Sur les hauteurs secrètes de Montmartre, une demeure Art déco renaît sous la plume du studio CLAVES. Avec une mémoire musicale, des illusions plastiques et une narration sensorielle, la Villa Junot devient un théâtre habité où chaque détail véhicule un récit.


À Montmartre, certaines adresses semblent suspendues hors du temps, dissimulant derrière leur calme apparent de véritables métamorphoses. Le 18 bis, avenue Junot en est l’illustration parfaite. C’est ici, dans cette rue pavée baignée d’histoire, qu’Iconic House a confié au studio Claves la mission de réinventer une maison d’artistes en résidence d’exception.

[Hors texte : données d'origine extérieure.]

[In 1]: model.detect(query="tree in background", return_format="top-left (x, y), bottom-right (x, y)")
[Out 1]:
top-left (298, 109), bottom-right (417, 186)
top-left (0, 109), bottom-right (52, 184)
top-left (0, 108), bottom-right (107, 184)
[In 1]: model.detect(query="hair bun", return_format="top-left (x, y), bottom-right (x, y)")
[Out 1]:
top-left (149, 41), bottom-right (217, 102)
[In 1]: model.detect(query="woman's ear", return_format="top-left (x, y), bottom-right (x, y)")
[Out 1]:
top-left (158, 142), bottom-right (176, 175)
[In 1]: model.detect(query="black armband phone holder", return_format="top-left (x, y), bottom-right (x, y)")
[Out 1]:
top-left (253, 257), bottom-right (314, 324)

Résultat : un chef-d’œuvre d’architecture intérieure où design, art et mémoire fusionnent dans une partition intime et fluide.
Édifiée dans les années 1920 pour le compositeur André Mauprey, la Villa Junot porte en ses murs le souvenir d’un Paris artistique et vibrant. Récitals confidentiels, soupers littéraires, mélodies improvisées… autant de traces invisibles que Claves – duo formé par Soizic Fougeront et Laure Gravier, toutes deux passées par l’atelier de Pierre Yovanovitch – a choisi de faire résonner à nouveau, plutôt que d’effacer.
« On ne voulait pas rénover mais résonner », affirme Soizic. « La maison avait besoin de retrouver sa voix intérieure. »
Une voix que les deux architectes d’intérieur traduisent en matières délicates et en harmonies narratives. Dès l’entrée, le ton est donné avec un escalier hélicoïdal en trompe-l’œil signé Mauro Ferreira : drapé vert émeraude éclatant, illusion textile, écho surréaliste. Le motif du rideau devient un fil rouge, que l’on retrouve dans une cheminée façonnée par Southway Studio, dans un plafond plâtré aux volumes flottants, ou encore dans les ondulations théâtrales des tissus.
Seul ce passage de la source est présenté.